Admittedly it does start out as a workplace comedy, set, for the most part, over the course of a day but then it turns into a rather touching, surprisingly informative illustration of what women face in a male dominant world.
The concept of 'Hollywood style empowerment' is cast to one side for most women, when, put simply, it's about making ends meet - holding down a job, whilst maintaining an air of serenity around the home and workplace.
A true-to-life Drama which leaves thoughtful beats throughout, in order that the audience draws their own conclusions as to what's going on.
Humorous and sharp but never wishing to brandish us with an opinion, just an apology towards its characters perhaps, for all they must have to endure.
'Support the Girls' is an emotionally mature film by Andrew Bujalski, whose films appear to have headed in a more accessible direction but still manage to maintain a sensitivity towards character and dialogue.
Bujalski is credited as being ‘the inventor of mumble-core,’ a movement in Independent cinema in the early 2000s, when there was a switch toward an indistinct structure on a low budget, yet with a muted realism.
Admittedly the plot in Support the Girls could be further developed, having said a lot does actually happen.
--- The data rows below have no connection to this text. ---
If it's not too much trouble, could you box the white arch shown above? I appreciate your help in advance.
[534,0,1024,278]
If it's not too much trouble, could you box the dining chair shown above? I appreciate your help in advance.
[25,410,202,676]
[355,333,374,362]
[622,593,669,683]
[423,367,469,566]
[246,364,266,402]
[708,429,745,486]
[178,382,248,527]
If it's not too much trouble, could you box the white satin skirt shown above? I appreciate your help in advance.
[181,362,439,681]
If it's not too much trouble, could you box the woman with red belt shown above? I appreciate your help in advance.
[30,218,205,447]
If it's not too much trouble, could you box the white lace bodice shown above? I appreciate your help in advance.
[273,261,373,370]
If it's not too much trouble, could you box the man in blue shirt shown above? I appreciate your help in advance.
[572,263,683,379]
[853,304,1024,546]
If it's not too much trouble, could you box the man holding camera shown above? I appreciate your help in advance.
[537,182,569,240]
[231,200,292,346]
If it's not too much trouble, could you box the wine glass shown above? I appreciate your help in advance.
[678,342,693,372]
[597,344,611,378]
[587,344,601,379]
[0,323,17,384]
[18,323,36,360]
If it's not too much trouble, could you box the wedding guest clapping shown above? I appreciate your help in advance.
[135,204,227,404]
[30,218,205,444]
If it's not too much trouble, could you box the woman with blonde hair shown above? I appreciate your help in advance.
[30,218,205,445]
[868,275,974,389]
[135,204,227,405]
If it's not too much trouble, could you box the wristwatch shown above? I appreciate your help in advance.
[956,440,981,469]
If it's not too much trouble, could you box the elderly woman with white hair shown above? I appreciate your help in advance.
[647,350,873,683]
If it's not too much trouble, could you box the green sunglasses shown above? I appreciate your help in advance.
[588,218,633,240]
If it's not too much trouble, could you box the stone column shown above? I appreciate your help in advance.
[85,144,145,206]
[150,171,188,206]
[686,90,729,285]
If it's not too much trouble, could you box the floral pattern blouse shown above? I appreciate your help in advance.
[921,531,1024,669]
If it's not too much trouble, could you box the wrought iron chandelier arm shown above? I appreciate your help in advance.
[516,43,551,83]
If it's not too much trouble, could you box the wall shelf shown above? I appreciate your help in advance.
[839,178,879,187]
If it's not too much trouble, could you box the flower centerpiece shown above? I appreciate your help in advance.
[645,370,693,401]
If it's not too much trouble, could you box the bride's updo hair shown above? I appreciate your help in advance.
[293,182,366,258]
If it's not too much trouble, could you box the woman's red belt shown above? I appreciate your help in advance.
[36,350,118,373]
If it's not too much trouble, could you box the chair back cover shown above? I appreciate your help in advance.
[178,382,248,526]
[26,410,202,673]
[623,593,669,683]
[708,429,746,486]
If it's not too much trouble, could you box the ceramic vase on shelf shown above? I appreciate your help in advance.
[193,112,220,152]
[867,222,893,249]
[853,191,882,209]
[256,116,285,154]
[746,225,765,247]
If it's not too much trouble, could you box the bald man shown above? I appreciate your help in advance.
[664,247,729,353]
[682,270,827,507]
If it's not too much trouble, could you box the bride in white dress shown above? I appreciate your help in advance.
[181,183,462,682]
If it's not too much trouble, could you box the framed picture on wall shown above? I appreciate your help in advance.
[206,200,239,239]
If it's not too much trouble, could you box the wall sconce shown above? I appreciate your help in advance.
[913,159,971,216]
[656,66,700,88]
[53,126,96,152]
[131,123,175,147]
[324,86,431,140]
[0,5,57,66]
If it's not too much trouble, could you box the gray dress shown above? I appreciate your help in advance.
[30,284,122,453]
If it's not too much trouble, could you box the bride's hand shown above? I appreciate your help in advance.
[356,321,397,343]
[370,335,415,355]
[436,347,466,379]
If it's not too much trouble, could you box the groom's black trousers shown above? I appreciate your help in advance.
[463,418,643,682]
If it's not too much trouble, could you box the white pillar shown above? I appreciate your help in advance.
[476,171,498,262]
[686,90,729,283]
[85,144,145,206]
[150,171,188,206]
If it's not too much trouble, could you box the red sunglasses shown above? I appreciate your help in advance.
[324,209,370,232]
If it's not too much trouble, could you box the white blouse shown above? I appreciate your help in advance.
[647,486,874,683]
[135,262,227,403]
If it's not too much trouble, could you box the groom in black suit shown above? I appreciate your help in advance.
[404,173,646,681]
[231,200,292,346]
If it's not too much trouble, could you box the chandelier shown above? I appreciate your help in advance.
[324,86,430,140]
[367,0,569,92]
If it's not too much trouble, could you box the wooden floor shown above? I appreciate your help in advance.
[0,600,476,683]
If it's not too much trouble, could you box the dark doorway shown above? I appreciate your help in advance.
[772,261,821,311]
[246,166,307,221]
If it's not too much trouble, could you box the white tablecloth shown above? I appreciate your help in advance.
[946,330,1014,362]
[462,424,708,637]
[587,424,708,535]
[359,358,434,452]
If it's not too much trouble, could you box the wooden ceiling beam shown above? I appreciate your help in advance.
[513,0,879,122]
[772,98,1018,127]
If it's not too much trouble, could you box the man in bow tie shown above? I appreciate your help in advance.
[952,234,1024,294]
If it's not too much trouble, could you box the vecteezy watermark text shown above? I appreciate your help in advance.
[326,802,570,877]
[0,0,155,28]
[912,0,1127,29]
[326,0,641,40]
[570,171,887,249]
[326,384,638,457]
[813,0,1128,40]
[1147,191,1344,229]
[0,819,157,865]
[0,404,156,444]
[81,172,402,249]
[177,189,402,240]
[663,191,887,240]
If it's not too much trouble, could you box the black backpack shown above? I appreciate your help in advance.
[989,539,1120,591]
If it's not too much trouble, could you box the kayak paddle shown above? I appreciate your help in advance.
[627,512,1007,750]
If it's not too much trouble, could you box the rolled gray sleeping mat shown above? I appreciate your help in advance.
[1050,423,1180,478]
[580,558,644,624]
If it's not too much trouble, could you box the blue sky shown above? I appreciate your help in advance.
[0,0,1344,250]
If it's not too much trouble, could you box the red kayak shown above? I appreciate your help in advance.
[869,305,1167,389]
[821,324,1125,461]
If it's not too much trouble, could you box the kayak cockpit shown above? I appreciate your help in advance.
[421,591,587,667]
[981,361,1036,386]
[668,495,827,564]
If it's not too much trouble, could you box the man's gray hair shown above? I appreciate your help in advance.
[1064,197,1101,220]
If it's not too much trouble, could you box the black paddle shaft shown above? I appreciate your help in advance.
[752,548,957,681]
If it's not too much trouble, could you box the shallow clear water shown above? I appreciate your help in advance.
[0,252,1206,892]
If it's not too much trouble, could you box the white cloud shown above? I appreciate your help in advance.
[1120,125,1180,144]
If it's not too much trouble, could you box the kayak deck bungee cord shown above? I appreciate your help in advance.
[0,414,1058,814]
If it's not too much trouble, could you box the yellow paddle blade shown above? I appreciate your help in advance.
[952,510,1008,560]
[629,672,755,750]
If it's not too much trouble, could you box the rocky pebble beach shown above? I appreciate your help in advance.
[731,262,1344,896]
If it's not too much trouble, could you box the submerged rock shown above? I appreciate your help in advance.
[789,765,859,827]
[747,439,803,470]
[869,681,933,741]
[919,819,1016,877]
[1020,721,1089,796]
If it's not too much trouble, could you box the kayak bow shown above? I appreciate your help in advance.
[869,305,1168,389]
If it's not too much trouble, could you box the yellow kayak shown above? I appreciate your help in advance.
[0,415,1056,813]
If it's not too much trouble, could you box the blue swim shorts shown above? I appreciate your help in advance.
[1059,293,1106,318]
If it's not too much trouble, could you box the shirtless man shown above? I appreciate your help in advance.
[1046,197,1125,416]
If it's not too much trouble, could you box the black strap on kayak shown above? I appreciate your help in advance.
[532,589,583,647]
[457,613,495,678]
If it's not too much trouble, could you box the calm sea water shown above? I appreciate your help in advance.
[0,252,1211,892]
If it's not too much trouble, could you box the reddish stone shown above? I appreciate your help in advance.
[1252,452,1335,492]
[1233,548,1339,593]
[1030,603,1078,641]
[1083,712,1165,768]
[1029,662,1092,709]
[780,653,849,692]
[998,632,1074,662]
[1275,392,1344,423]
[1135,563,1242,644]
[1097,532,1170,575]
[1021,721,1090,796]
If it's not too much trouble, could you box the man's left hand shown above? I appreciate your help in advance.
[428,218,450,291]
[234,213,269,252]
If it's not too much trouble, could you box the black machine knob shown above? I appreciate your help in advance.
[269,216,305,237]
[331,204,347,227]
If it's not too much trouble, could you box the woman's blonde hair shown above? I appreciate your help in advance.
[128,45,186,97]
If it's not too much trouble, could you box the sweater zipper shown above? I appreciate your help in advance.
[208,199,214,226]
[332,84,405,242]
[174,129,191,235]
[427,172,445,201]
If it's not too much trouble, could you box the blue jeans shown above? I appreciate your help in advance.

The film focuses on Lisa (Regina Hall, in what is without a doubt is a standout performance). Hall plays the longstanding manager of Double Whammies, who extends herself far beyond her job spec.
Lisa is the chief support at Double Whammies, and for the vast majority of the girls who work there, a mother figure. She is their sounding board, making sure they don't stray, as she at times might forcibly have to get rid of men who show no respect. Her own boss (James Le Gros) clearly doesn't commend her hardly enough for all the work that she does.
Lisa’s day does not simply comprise of ensuring the customers' happiness is fulfilled, she must also contact the cable company about mending the television in the run-up to the big match, she trains up new waitresses, at the same time she warns Maci (Haley Lu Richardson) away from troublesome customers.
The play-out of Lisa's day is representative of a thousand accumulations of mosquito bites, some more lethal than others - bartering over schedules, as well as looking after Danyelle's (Shayna McHayle) son, whose child care doesn't hold out. She visits an apartment on behalf of her acutely depressed husband (Lawrence Varnado), from whom she is in the process of separating.
And as the day edges ever nearer to the big fight — the girls of Double Whammies manoeuvre their way through their varied problems but eventually meeting a breaking point.
Hall’s performance alongside those of secondary characters Richardson and McHayle bring a realness to the film, leaving you to believe you're watching a documentary, at the same time it points out serious issues subtly, i.e. casual sexual harassment towards young women working for tips, and racial discrimination. As well as marking what the reality is of a single working mother, who has but an inadequate health insurance.
In conclusion there’s a kind of irony when you consider this 'haven for sisters' and its backdrop. Arguably it is a place where women are exploited, dressed in scantily clad outfits. Yet life appears to be made up of all sorts of ‘bittersweet contradictions.'.
Rather than the film represent “girl power," the women in it support one another. This does not stem from 'performative feminism' but love. If they cannot obtain the respect they rightly should around them, they at least can withhold it in the work family that's been established.